Co-Authored-By: Claude Fable 5 <noreply@anthropic.com>
2026-07-10 09:13:42 +02:00

70 lines
3.1 KiB
Markdown

# Security Policy
punktfunk is a low-latency desktop/game streaming stack. A host is effectively remote control of a
machine, so we take security reports seriously and appreciate responsible disclosure.
## Reporting a vulnerability
**Please report security issues privately by email to security@punktfunk.com.**
Do **not** open a public issue, pull request, or chat/forum post for a suspected vulnerability — that
exposes other users before a fix exists.
### What to include
The more of this you can give us, the faster we can act:
- The component and version (e.g. `punktfunk-host 0.9.0`, Windows or Linux, which client).
- The impact — what an attacker can do, and from what position (same LAN, a local service account,
admin, a paired client, …).
- Steps to reproduce, a proof-of-concept, or a crash/log if you have one.
- Any suggested fix or mitigation (optional).
## What to expect
We're a small team, so timelines are best-effort, but we commit to:
- **Acknowledge** your report within **3 business days**.
- Give an **initial assessment** (severity + whether we can reproduce) within about **7 days**.
- Keep you updated, and tell you when a fix ships.
- **Credit** you in the advisory / release notes when the fix is public — unless you'd rather stay
anonymous.
We practice **coordinated disclosure**: please give us reasonable time to release a fix before
publishing details.
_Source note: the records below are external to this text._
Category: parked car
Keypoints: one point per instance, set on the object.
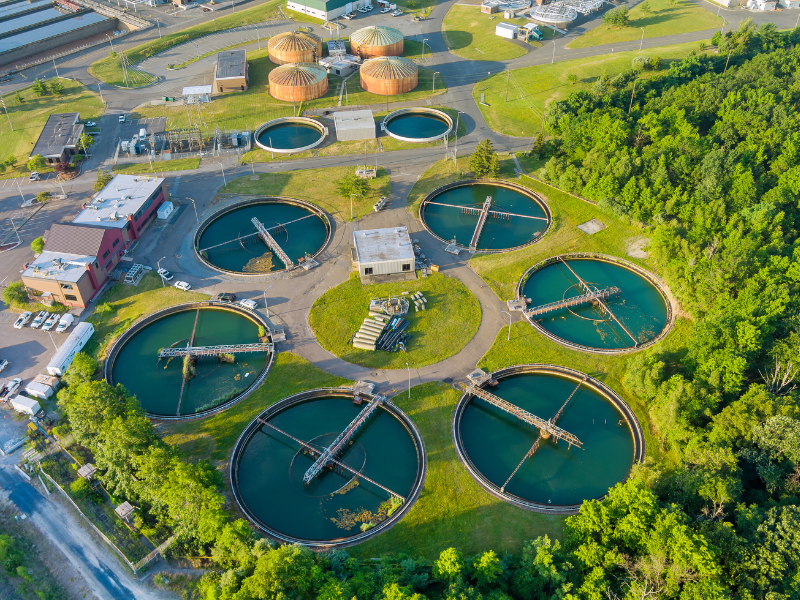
(9, 388)
(39, 319)
(248, 304)
(22, 319)
(50, 322)
(66, 320)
We aim to resolve valid issues within **90 days** and will agree a disclosure
date with you.
## Scope
In scope — the code in this repository:
- The host (`punktfunk-host`), its Windows drivers, and the protocol/crypto core (`punktfunk-core`).
- The native clients (Apple, Linux, Windows, Android), the web management console, and the management
API.
Known limits — documented behavior, not vulnerabilities (see
https://docs.punktfunk.unom.io/docs/security):
- **Admin/SYSTEM already on the host = out of scope.** An attacker who is already administrator or
SYSTEM on the host owns the machine regardless of punktfunk.
- **The virtual display is a real monitor** — any process already in the interactive desktop session
can capture it via the normal OS screen-capture APIs, exactly as it could a physical monitor.
- **GameStream/Moonlight compatibility** (`--gamestream`) uses legacy encryption and is documented as
opt-in, trusted-LAN-only.
- **Public-internet exposure is unsupported** — issues that only arise from exposing the host to the
WAN are expected; keep the host on a trusted LAN or a VPN.
If you're unsure whether something is in scope, report it anyway — we'd rather hear about it.
## Safe harbor
We consider good-faith security research that follows this policy to be authorized, and we won't
pursue legal action against researchers who:
- make a good-faith effort to avoid privacy violations, data loss, and service disruption,
- only test systems they own or have explicit permission to test,
- give us reasonable time to remediate before public disclosure,
- don't exfiltrate more data than needed to demonstrate the issue.
Thank you for helping keep punktfunk and its users safe.